According to South Korea’s Fair Trade Commission, Qualcomm allegedly blocked Samsung from selling its own Exynos chipsets to other manufacturers. This happened thanks to a patent licensing deal between the two companies which dates back to 1993 and is the reason why we find few smartphones powered by Samsung’s Exynos chipsets today.
ZDNet points out that the deal was signed at a time when chipsets did not pack-in modems which is why Samsung had no choice but to tie up with Qualcomm (using certain CDMA patents) and became a victim of patent abuse, when the trends changed.
Circa 2011 when chipsets with modems, GPUs and applications processors started to get packaged together, Samsung did go back to Qualcomm to get the terms of the deal changed.

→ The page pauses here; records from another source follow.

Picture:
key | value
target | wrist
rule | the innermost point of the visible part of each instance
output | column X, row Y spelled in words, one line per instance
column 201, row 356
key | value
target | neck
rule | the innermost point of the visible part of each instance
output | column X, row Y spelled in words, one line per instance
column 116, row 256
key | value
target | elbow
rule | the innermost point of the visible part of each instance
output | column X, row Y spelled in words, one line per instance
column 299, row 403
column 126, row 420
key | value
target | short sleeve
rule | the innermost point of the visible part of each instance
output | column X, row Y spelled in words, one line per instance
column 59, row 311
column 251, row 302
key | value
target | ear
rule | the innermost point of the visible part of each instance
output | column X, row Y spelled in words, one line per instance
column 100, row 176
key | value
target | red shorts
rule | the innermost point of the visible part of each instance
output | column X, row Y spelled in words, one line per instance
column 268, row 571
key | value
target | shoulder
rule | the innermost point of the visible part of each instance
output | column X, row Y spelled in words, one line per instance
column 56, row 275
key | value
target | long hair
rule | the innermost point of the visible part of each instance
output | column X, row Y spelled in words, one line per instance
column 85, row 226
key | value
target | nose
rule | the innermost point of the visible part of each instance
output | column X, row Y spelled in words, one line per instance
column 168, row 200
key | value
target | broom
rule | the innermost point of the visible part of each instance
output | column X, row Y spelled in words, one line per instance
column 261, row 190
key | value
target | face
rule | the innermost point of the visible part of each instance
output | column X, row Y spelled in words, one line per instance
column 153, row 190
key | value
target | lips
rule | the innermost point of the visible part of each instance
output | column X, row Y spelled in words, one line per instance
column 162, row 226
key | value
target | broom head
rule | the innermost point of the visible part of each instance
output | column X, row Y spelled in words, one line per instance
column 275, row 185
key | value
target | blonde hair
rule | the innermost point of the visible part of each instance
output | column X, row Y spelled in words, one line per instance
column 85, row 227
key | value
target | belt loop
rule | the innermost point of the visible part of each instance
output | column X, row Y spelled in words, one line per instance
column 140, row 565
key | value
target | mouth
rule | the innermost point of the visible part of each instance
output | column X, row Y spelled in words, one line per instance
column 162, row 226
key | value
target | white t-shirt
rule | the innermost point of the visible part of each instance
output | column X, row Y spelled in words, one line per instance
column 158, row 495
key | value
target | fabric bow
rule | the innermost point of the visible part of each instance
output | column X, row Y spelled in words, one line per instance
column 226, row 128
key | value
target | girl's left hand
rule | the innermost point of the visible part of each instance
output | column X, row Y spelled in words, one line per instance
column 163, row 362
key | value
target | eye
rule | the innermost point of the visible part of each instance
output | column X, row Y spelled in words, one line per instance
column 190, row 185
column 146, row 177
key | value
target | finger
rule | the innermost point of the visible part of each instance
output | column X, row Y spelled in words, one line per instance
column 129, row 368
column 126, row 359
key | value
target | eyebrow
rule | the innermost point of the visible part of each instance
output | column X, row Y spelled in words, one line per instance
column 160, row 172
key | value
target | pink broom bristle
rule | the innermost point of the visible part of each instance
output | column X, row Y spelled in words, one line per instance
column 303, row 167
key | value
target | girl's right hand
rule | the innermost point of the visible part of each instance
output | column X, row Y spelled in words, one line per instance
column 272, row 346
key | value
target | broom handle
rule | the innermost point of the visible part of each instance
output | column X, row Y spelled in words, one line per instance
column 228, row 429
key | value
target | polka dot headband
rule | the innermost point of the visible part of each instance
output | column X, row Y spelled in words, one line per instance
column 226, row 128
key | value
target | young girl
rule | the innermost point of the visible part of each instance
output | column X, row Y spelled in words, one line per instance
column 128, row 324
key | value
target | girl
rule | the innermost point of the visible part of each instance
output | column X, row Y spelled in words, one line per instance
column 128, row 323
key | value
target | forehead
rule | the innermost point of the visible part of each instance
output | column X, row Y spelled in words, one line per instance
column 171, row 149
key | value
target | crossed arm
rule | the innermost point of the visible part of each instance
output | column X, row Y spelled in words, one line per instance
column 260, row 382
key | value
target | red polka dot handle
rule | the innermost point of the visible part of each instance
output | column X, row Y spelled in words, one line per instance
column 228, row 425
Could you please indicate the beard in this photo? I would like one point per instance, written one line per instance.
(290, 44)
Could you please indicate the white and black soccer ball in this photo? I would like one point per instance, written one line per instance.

It is here where Qualcomm is said to have taken advantage of the Korean tech giant and told Samsung that buyers of its chipset or Samsung should pay it licensing fees, to which Samsung agreed. Thanks to the deal Samsung or the smartphone maker would have to pay Qualcomm for using its CDMA patents in its Exynos chips which is why nobody but Samsung uses Exynos today.
According to the trade watchdog, Qualcomm’s patents fall under standard essential patents that must be licensed in fair terms. This comes after a $865 million fine against Qualcomm last December which was thrown at US chip giant for patent abuse.
Samsung also manufactures a multitude of Qualcomm chipsets which is where it appeared to have a win win situation. It was only early this year where Samsung managed to get something positive out of the deal by having first dibs on the upcoming Snapdragon 835 chipset which is also manufactured by Samsung using the 10nm process.
South Korea’s Fair Trade Commission is not the only one to go after Qualcomm. iPhone maker Apple too slapped a $1 billion lawsuit against Qualcomm accusing the chip maker of resorting to anti-competitive tactics to maintain a monopoly over key semiconductors in mobile phones.